A closer look at notable investments reveals stark losses: Suning invested in a finance company, which recorded massive losses, prompting a valuation drop and the recognition of asset impairment reserves amounting to approximately 8.618 billion yuan. Another significant stake held by Suning was with Hengxing, a company co-established with Evergrande, which subsequently floundered, costing Suning an investment loss of 10.285 billion yuan. Alone, these two losses exceeded 19 billion yuan. Adding further losses from investments in other ventures like Tian Tian Express and Carrefour China easily surpasses 20 billion yuan.

Ultimately, the prior reckless expansion translated into tangible financial distress for Suning.com.

The question arises: can ST Suning overcome these challenges? Suning.com remains one of the most important sectors of Suning Group. Despite once boasting a market cap exceeding 100 billion yuan, the company faces delisting warnings as of May 6, 2022, denoting its fall to ST status (Special Treatment). Yet, this development might not be entirely dire.

The loss of 43.2 billion yuan in 2021 is indeed stark; however, much of it stems from impairment charges and investment losses related to earlier misguided investments rather than an actual cash loss. Following this 'cleanup', Suning.com may face future financial assessments with greater clarity and potential recovery.

Alongside the annual report, the company also provided insights into the first quarter's performance for 2022. The company reported a loss of 1.028 billion yuan.

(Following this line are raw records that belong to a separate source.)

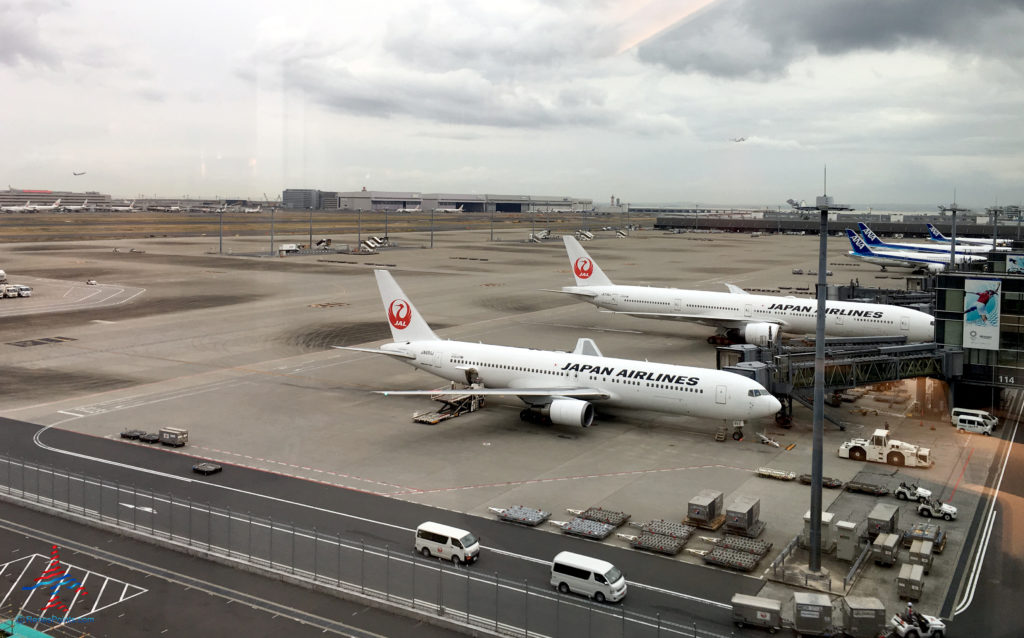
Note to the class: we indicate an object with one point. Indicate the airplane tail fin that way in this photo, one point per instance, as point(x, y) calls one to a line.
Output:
point(869, 238)
point(585, 269)
point(857, 242)
point(404, 320)
point(934, 235)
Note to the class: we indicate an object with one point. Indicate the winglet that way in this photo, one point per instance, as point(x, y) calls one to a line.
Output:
point(587, 346)
point(859, 248)
point(585, 269)
point(403, 319)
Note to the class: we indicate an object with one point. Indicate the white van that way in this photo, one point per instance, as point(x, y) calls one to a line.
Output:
point(590, 577)
point(972, 423)
point(452, 544)
point(981, 414)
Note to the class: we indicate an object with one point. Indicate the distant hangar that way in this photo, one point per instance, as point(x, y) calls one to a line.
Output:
point(394, 201)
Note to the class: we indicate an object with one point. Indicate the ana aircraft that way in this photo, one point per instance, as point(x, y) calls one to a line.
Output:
point(73, 208)
point(935, 236)
point(876, 243)
point(931, 262)
point(738, 315)
point(42, 208)
point(562, 386)
point(17, 209)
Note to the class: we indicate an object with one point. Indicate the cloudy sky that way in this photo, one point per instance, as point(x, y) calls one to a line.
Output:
point(903, 99)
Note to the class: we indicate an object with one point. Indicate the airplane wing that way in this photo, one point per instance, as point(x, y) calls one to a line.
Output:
point(376, 351)
point(710, 320)
point(591, 393)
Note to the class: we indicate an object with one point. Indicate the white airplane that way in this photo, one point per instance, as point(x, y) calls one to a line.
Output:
point(875, 243)
point(931, 262)
point(560, 386)
point(72, 208)
point(738, 315)
point(18, 209)
point(42, 208)
point(935, 236)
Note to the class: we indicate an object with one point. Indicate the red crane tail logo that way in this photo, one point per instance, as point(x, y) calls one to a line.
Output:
point(583, 267)
point(398, 313)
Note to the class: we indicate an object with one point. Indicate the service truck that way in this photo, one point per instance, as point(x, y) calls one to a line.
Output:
point(881, 449)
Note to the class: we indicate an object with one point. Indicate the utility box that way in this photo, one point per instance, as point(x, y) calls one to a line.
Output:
point(175, 437)
point(885, 549)
point(848, 535)
point(910, 584)
point(921, 554)
point(883, 519)
point(706, 507)
point(743, 516)
point(757, 611)
point(863, 617)
point(827, 532)
point(811, 613)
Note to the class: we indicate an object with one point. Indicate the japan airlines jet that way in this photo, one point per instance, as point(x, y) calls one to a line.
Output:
point(737, 314)
point(875, 243)
point(80, 207)
point(17, 209)
point(931, 262)
point(560, 386)
point(935, 236)
point(42, 208)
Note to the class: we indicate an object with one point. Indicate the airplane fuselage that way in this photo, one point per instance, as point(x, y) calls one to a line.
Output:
point(632, 384)
point(795, 316)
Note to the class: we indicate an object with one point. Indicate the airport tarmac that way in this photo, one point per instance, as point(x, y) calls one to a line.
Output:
point(238, 350)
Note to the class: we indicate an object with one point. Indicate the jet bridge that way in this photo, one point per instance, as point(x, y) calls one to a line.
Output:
point(787, 371)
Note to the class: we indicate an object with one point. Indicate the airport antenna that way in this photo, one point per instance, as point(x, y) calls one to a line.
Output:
point(824, 205)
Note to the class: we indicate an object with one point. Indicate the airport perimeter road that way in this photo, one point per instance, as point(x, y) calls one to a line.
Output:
point(992, 595)
point(679, 592)
point(136, 589)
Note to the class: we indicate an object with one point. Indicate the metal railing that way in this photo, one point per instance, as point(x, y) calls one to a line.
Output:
point(396, 578)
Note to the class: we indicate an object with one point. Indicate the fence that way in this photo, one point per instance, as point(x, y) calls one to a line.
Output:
point(395, 578)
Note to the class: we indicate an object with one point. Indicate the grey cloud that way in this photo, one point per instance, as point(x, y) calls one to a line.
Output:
point(758, 39)
point(20, 39)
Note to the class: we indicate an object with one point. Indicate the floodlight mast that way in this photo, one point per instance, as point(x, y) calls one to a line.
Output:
point(824, 205)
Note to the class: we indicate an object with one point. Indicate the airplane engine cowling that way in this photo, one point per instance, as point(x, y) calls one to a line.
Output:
point(569, 412)
point(760, 334)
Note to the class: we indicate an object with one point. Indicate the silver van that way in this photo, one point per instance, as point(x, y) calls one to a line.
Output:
point(975, 424)
point(593, 578)
point(449, 543)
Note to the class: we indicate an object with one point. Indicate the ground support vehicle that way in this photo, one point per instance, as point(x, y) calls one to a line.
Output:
point(933, 508)
point(911, 492)
point(881, 449)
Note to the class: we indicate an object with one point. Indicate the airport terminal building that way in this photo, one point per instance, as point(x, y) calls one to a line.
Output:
point(399, 200)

While the losses have yet to be fully curtailed, the decline in losses compared to the previous quarter presents a favorable indicator. Furthermore, the EBITDA for the first quarter of 2022 stood at 260 million yuan, marking a significant milestone as the company achieved positive earnings for the first time in multiple quarters. This suggests a gradual return to operational stability.

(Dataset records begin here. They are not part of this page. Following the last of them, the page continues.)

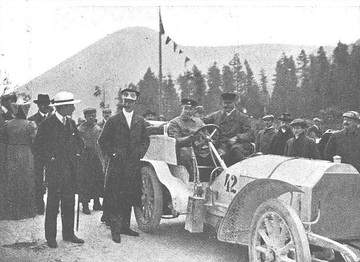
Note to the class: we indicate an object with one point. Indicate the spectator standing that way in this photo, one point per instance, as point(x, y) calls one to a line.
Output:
point(284, 133)
point(346, 142)
point(125, 140)
point(236, 133)
point(301, 145)
point(20, 184)
point(265, 136)
point(58, 145)
point(44, 110)
point(93, 176)
point(6, 101)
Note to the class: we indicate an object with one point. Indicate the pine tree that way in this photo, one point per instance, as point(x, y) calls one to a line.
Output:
point(264, 93)
point(212, 99)
point(199, 85)
point(227, 79)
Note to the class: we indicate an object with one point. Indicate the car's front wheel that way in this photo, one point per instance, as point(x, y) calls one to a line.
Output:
point(148, 215)
point(277, 235)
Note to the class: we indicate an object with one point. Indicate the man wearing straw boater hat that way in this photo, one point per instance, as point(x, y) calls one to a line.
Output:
point(58, 146)
point(44, 109)
point(125, 140)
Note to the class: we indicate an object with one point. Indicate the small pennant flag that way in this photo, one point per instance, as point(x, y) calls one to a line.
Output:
point(168, 39)
point(187, 60)
point(162, 31)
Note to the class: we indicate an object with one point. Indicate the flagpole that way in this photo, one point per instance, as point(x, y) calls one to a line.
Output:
point(161, 29)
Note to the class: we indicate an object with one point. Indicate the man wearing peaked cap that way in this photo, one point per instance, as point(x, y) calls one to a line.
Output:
point(265, 136)
point(44, 111)
point(346, 142)
point(182, 129)
point(236, 133)
point(93, 176)
point(124, 139)
point(277, 145)
point(58, 146)
point(301, 145)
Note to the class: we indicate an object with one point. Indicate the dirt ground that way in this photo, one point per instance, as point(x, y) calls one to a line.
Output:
point(23, 241)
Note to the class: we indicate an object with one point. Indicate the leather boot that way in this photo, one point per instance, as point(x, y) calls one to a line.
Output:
point(86, 209)
point(115, 226)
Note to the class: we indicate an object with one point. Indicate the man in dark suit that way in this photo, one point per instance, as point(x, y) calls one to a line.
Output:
point(43, 103)
point(58, 146)
point(125, 140)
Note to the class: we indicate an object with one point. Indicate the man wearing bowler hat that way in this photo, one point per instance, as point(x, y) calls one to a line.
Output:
point(125, 140)
point(301, 145)
point(44, 110)
point(346, 142)
point(236, 133)
point(58, 146)
point(277, 145)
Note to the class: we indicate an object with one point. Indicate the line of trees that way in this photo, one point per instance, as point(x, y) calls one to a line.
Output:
point(312, 85)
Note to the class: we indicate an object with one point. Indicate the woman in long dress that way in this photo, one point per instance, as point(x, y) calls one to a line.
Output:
point(20, 193)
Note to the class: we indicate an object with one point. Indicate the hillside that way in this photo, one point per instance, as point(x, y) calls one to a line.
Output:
point(124, 56)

In the 2021 annual report, Suning outlined their 2022 development outlook across four pages, emphasizing the objective of achieving profitability in the home appliance and consumer electronics sector—an area rooted in the company’s legacy and arguably its core business. Success in this domain could spark a transformational rejuvenation for the group, specially as they reported profitability for the month of March.